A hierarchical decomposition can be represented as a tree T whose leaves correspond to the node set V, and whose internal nodes are labeled by an edge weight of G. Given a weight c, removing all internal nodes of T that are labeled by a larger weight than c results in a forest. The leaves of the trees of this forest correspond to the strongly connected components of the subgraph G' = (V, E') where E' consists of all edges of E that have weight at most c.
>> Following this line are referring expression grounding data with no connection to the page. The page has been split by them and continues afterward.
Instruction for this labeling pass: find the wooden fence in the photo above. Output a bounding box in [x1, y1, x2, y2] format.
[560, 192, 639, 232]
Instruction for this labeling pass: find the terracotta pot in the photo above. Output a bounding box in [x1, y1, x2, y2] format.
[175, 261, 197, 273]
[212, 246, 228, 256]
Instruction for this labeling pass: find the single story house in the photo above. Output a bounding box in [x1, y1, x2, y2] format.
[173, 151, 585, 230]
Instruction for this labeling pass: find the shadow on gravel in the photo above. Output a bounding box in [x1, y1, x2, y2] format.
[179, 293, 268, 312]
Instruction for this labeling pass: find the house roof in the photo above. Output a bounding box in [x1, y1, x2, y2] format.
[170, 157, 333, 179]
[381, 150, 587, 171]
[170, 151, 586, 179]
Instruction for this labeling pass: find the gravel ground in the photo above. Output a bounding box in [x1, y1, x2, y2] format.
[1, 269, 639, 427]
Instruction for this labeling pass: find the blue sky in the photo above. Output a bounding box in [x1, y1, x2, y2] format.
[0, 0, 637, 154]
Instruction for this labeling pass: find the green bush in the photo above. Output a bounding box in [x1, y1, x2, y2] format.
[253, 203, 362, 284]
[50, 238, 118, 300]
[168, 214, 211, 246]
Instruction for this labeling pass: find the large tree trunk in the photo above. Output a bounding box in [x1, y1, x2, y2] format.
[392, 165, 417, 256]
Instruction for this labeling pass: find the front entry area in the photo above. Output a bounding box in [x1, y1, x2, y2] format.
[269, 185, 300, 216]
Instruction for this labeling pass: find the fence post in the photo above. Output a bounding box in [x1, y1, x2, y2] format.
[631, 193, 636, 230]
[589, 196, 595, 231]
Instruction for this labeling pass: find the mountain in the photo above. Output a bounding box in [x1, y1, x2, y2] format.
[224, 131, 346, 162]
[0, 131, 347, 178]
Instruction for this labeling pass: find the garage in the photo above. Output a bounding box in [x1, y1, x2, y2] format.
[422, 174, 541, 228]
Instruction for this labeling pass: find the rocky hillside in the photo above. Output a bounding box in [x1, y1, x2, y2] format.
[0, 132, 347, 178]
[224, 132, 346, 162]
This package contains an implementation of Tarjan's algorithm that runs in O(|E| log |V|) time [1]. Note that we do not require the edge weights to be distinct.
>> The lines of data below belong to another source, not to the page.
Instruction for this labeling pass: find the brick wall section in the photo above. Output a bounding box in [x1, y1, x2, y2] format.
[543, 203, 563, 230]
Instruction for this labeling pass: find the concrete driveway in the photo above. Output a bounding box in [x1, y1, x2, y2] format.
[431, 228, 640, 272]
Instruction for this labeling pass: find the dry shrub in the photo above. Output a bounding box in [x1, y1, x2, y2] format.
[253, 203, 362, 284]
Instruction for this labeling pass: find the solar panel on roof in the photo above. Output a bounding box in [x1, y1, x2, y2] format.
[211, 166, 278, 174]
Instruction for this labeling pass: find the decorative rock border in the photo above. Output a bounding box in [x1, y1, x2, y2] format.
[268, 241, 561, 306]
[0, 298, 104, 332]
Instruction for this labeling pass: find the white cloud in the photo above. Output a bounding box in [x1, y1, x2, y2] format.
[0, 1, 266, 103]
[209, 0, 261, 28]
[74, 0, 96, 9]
- LEMON graph library (http://lemon.cs.elte.hu/)
- Boost.NumPy (https://github.com/ndarray/Boost.NumPy)
- Boost.Python (http://www.boost.org/doc/libs/1_56_0/libs/python/doc)
Also the numpy
Python package needs to be installed.
First LEMON
needs to be installed:
wget http://lemon.cs.elte.hu/pub/sources/lemon-1.3.tar.gz
tar xvzf lemon-1.3.tar.gz
cd lemon-1.3
cmake -DCMAKE_INSTALL_PREFIX=~/lemon
make install
Next install Boost.NumPy
:
git clone https://github.com/ndarray/Boost.NumPy.git
cd Boost.NumPy
mkdir build
cd build
cmake -DCMAKE_INSTALL_PREFIX=~/Boost.NumPy -DLIBRARY_TYPE=STATIC -DBUILD_EXAMPLES=OFF -DBUILD_TEST=OFF ..
make install
Finally, compile htarjan
:
git clone <HTTPS clone URL (see on the right side of this page)>
cd htarjan
mkdir build
cd build
cmake ..
make
$ ipython
In [1]: import hierarchical_decomposition as hd
In [2]: import numpy as np
In [3]: hd.tarjan(hd.example_adjacency_matrix())
Out[3]:
([1, None, 3, 1, 5, 3, 8, 8, 1, 11, 11, 5],
[5, None, 2, None, 6, None, 4, 3, None, 0, 1, None],
[None, 50.0, None, 45.0, None, 35.0, None, None, 16.0, None, None, 12.0])
[1] Tarjan, R. E. (1983). An improved algorithm for hierarchical clustering using strong components. Information Processing Letters, 17(1), 37–41.